No espaço do grande salão de festas da Sociedade Filarmónica Incrível Almadense, entre os rostos desconhecidos de muitas pessoas assistentes que denunciavam uma justificada curiosidade, passava a denúncia triunfante e o gozo do rancor político de substância predominantemente marxista de alguns dos jovens que estavam presentes. Entre os inúmeros rostos, não podemos deixar de referir a presença daqueles que na impetuosidade da época iam transmitindo apaixonadamente o conteúdo das nossas ideias, por isso destacamos nas primeiras filas da assistência colectiva participada, o companheiro Barreto Atalaião, a companheira Berta, o sapateiro Artur Modesto (1897-1985), o trabalhador rural José Paulo Lola (1901-?) e o comerciante de pescado José de Brito; mais atrás, também vemos o companheiro setubalense Jaime Rebelo (1900-1975). E nessa imensa malha humana de dezenas e dezenas de pessoas, além do autor destas linhas, sabemos que alguns mais anarquistas de Almada marcaram a sua presença, tais como os companheiros Jorge Quaresma (1905-1990), o operário corticeiro anarquista e esperantista José Eduardo (1909-?), Fernando Paiva Moura (1925-), contra-mestre de 1ª do Arsenal do Alfeite e fundador com o companheiro José Correia Pires da Cooperativa da Panificação Sulcoop, que hoje vive ainda em Almada, o carpinteiro de moldes Viriato Pereira (1927-?) e outros que pedimos desculpa por não mencionar por falta de espaço, atraindo a simpatia da população local e amizade ao Movimento Libertário Português.

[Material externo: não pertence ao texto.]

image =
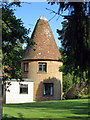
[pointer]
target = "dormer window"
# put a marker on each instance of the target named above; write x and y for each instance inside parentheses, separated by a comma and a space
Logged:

Actualmente a nossa Associação funciona como um Ateneu Libertário - depois de derrubadas as ditaduras salazarista e franquista é o mais antigo da Península Ibérica -, começando no seu propósito por ser um lugar aberto ao encontro de grupos e convívio de outros indivíduos que livremente o compõem, com o fim de divulgar no plano social a hipótese anarquista. E, assim, faz muitos e muitos anos que dentro dos mesmos princípios abrangendo diversas gerações se editou o jornal Voz Anarquista, a revista Antítese, o Boletim de Informações Anarquistas e por fim a revista Húmus, procurando-se produzir um ambiente que reflicta um espírito não subserviente de forma a alargar as experiências e a mente humana. Mas é necessário dizer o que importa sem querermos ser sentimentais, pois a nossa associação flutua sobre as condições que derivam do apoio mútuo que lhe está na origem e a sua identidade está ligada indissoluvelmente aos anarquistas comummente designados por a velha guarda comunista libertária de Almada. É a esta consciência que hoje somos responsavelmente aderentes.